A second JPSS spacecraft was supposed to launch by 2018 to ensure there are no gaps in polar satellite weather coverage, which is used by forecasters and climatologists to predict short-, medium- and long-range weather patterns. Each satellite is limited in life by propellant and potential mechanical breakdowns.

The JPSS 2 launch will likely be delayed by the ongoing funding shortfall. Officials haven't started development of that spacecraft yet.

"We think it will be a spacecraft similar to JPSS 1, but we have not been giving that a whole lot of attention," Burch said.


Artist's concept of the Defense Weather Satellite System. Credit: Northrop Grumman Corp.
 
The Air Force isn't facing the same urgency as NOAA.

The military, NOAA and Eumetsat, Europe's weather satellite operator, share responsibility for global coverage in three different types of polar orbits. The Air Force is primarily interested in an orbit in which satellites fly over regions on Earth in the early morning, while Eumetsat and NOAA assets cover mid-morning and afternoon orbits, respectively.

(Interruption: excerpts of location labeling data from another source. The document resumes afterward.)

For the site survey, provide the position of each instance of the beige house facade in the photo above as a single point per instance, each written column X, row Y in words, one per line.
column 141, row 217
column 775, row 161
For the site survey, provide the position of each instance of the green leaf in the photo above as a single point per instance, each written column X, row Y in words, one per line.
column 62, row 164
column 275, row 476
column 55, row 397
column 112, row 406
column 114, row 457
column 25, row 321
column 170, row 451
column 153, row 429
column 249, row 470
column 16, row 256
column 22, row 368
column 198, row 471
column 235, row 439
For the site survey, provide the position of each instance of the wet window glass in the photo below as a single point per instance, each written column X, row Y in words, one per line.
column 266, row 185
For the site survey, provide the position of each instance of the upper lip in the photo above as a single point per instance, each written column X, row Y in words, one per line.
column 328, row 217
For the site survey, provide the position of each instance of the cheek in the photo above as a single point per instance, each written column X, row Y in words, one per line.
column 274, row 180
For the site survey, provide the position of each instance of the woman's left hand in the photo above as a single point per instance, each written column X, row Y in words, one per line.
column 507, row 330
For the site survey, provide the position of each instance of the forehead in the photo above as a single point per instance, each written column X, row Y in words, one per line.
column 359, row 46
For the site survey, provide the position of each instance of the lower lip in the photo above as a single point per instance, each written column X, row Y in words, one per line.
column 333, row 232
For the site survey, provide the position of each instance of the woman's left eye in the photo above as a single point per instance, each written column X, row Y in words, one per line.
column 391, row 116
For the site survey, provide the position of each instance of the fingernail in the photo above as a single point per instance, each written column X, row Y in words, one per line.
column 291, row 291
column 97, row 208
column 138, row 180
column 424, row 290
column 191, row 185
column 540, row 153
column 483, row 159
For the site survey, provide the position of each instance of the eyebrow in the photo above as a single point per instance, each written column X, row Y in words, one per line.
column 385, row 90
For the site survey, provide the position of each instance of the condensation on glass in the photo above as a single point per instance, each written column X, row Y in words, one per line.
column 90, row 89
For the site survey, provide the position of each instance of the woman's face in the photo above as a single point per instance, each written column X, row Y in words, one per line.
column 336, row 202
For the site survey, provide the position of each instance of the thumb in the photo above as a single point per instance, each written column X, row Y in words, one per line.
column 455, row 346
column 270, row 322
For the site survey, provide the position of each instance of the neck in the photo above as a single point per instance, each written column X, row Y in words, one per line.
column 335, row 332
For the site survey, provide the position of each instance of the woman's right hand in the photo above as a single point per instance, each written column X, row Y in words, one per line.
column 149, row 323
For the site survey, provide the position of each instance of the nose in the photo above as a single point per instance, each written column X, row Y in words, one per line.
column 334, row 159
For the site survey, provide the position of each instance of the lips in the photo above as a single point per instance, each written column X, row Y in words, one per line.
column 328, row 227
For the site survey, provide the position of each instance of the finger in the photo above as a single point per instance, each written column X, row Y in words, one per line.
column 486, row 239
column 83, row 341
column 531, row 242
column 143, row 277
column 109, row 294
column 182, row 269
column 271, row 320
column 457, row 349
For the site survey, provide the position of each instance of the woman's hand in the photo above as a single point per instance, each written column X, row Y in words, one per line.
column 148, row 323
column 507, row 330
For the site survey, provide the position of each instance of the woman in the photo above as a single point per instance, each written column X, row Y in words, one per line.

The Air Force still has two legacy Defense Meteorological Satellite Program payloads scheduled for launch in October 2012 and some time in 2014. The military won't launch the first DWSS spacecraft until 2018, and a second next-generation satellite should be ready for flight by 2021, according to Peggy Hodge, a spokesperson for the Air Force Space and Missile Systems Center.

And unlike NOAA, the Air Force isn't being hindered by the continuing resolution, Hodge said.

The frozen budget has "no impact" on the DWSS program because it isn't considered a "new start," and the military has the authority to spend up to 80 percent of a budgeted $352 million this fiscal year, according to the Air Force.

But the DWSS program is now spending at a rate of about $175 million, the Air Force spokesperson said.

The Defense Department last August approved a plan for DWSS satellites to recycle much of the NPOESS architecture, including the modified Charlie satellite bus and the Visible Infrared Imager Radiometer Suite, a space weather sensor named SEM and a still-unidentified microwave instrument to measure soil moisture, atmospheric temperatures, precipitation and sea surface winds.

"We have done extensive work with Northrop Grumman looking at what the DWSS bus will look like, leveraging a lot of the work with NPOESS," said John Baldonado, director of the Air Force Defense Weather Systems Directorate at Los Angeles Air Force Base, Calif.

Baldonado said he expects to transition to an Air Force DWSS contract with Northrop Grumman this year.